I used a viscose jersey for this t-shirt which characteristically is a tricky little bleeder of a fabric and I firstly used the length of neckband as given in the pattern, which was waaaaaaay too baggy when I basted it on. I ended up trimming the neckband by around 2cm to get a good fit, which took a bit of time basting, unpicking, trimming, re-basting then finally sewing, but it was definitely worth it as I now have a t-shirt I will happily wear again and again.
The overall style of the jumper and tee is “boxy”, which I have to admit, a lot of times is not my cup of tea. When you look at the finished garment measurements in the pattern, you will see that the bust, waist and hip measurements are exactly the same! A box, if ever I’ve seen one!! As with the Stevie Top/Tunic, I went a size smaller than I usually am to try and give it a little bit more shape, but I think when I make it again, I will go another size smaller for the waist and keep the bust and hip the same. I know this is probably taking away from the garment shape as intended by Tilly but I just feel a little less bleurgh when I’m wearing something with a bit of shape to it!
Style-wise, I would pair the jumper or the t-shirt with bottoms that are more fitted.
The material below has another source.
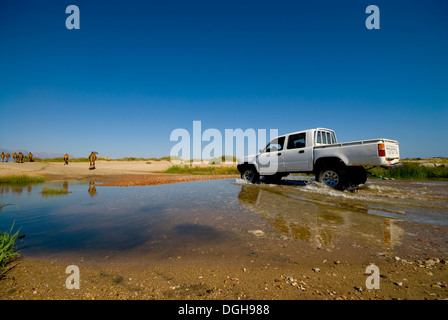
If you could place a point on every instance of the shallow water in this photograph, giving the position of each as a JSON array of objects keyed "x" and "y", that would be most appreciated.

If wearing with a skirt, the t-shirt will look nice with skirts of any length but I would definitely wear the jumper with a shorter skirt. My new motto is: “If you’re gonna go boxy on top, you’d better go goddamn sexy below”!!
All-in-all, this is an excellent pattern if you don’t have much experience with stretch fabric as not a lot can go wrong with it. If you are a stretch newbie, I would always recommend you begin with a fabric that’s quite stable, such as a French Terry (like I used in my jumper above) or a Ponte Roma and then when you’ve mastered that, branch out onto something more stretchy, like a mediumweight cotton jersey, and then finally move onto a viscose jersey, which has uber-stretch and drape to it.
There are loads of variations to make with this pattern; long, short or elbow-length sleeves; high neck or neckband; cropped, stepped hem or long length and there is basically a version for any type of stretch fabric you have in your stash, so it is definitely a useful one to have and if you are yet to have a jumper pattern in your collection, this is an excellent one for getting you off the mark!